Channel Modeling for Physically Secure Electro-Quasistatic In-Body to Out-of-Body Communication with Galvanic Tx and Multimodal Rx
Arunashish Datta, Mayukh Nath, Baibhab Chatterjee, Nirmoy Modak,, Shreyas Sen

TL;DR
This paper develops a channel model for secure electro-quasistatic in-body to out-of-body communication, comparing galvanic and capacitive receivers, validated through FEM simulations and experiments.
Contribution
It introduces a novel channel model for secure in-body to out-of-body communication using electro-quasistatic methods, with experimental validation.
Findings
Galvanic receiver has 5dB lower path loss near transmitter.
Capacitive receiver has 15dB lower path loss at larger distances.
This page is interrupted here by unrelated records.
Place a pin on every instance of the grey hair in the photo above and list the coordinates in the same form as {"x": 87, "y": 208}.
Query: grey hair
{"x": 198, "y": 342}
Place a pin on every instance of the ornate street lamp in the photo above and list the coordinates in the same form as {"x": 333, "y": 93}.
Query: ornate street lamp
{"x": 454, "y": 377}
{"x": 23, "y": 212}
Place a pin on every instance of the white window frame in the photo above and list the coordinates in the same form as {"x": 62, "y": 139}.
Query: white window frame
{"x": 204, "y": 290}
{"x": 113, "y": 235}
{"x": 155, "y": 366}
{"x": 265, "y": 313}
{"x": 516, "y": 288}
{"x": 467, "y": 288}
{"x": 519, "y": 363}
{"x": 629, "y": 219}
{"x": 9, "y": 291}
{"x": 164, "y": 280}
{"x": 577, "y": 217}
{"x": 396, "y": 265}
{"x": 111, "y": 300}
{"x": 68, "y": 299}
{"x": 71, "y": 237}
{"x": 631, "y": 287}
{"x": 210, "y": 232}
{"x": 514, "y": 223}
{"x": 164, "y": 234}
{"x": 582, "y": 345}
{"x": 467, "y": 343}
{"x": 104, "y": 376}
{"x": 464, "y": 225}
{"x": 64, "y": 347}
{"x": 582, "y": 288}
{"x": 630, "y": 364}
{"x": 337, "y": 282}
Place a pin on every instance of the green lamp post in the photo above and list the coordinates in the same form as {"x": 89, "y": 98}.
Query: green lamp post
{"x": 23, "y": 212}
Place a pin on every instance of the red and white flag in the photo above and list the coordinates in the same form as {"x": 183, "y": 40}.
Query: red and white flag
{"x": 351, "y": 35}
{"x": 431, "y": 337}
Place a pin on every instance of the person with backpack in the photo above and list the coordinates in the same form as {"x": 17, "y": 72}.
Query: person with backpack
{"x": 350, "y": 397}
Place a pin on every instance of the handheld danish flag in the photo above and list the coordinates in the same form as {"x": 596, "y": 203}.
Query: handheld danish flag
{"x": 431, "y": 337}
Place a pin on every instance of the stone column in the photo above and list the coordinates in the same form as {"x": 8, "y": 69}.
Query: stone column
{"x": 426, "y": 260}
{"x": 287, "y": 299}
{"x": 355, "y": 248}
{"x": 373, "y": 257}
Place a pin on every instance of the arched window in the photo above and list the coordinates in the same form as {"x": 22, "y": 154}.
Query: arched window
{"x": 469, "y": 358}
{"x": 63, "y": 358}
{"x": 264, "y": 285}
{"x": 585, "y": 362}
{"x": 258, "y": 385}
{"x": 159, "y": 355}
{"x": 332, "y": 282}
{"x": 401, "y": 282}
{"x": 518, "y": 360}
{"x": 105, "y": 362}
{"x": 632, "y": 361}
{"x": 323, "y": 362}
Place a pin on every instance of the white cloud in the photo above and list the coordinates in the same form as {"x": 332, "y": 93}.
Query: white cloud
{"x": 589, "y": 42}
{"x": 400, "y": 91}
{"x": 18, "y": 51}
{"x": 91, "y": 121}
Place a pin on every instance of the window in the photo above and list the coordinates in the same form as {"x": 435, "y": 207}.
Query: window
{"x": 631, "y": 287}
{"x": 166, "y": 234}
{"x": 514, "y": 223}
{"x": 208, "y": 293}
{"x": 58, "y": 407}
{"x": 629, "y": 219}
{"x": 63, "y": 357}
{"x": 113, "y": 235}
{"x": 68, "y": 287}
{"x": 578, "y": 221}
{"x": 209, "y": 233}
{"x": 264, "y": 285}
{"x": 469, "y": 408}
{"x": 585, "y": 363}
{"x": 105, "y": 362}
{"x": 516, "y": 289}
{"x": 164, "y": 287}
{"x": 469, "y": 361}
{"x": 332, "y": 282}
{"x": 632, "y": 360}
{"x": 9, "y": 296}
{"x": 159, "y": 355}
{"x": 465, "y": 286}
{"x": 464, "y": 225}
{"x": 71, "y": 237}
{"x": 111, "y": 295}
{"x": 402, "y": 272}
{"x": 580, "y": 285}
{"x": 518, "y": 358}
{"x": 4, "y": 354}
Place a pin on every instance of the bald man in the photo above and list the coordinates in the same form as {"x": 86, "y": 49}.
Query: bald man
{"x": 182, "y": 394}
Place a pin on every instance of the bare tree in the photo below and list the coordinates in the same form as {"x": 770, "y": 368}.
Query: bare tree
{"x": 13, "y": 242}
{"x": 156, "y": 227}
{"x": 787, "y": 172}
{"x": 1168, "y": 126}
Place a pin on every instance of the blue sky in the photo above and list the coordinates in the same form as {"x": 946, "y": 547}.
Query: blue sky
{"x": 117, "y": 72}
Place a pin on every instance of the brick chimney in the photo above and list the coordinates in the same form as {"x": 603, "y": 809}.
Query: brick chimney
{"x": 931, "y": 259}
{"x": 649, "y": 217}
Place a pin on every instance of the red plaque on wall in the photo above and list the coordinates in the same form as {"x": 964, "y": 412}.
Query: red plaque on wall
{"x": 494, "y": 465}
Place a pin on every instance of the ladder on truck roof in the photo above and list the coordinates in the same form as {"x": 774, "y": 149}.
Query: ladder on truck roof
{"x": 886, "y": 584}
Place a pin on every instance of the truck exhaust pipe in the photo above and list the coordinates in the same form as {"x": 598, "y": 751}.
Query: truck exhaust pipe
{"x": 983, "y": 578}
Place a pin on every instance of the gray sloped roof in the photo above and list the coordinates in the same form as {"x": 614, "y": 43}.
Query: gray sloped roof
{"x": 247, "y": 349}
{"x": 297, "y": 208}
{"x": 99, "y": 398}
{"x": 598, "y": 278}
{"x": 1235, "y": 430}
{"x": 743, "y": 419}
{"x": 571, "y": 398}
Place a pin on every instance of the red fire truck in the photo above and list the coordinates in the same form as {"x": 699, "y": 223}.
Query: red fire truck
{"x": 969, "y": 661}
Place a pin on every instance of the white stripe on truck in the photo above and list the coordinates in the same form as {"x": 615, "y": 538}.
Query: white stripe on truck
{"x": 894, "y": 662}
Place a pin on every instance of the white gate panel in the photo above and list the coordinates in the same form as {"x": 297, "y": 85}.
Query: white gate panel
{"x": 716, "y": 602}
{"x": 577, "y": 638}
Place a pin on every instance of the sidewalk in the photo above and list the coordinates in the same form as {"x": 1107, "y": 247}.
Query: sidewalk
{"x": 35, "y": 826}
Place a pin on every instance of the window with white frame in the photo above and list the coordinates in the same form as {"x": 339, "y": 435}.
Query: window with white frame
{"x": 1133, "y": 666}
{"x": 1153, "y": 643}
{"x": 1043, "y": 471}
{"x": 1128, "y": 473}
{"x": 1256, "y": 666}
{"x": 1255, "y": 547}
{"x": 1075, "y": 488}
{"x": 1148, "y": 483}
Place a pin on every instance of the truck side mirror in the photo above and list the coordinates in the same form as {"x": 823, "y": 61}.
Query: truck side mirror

Simulation results align well with experimental data.
Abstract
Increasing number of devices being used in and around the human body has resulted in the exploration of the human body as a communication medium. In this paper, we design a channel model for implantable devices communicating outside the body using physically secure Electro-Quasistatic Human Body Communication. A galvanic receiver shows 5dB lower path loss than capacitive receiver when placed close to transmitter whereas a capacitive receiver has around 15dB lower path loss for larger separation between the transmitter and receiver. Finite Element Method (FEM) based simulations are used to analyze the communication channel for different receiver topologies and experimental data is used to validate the simulation results.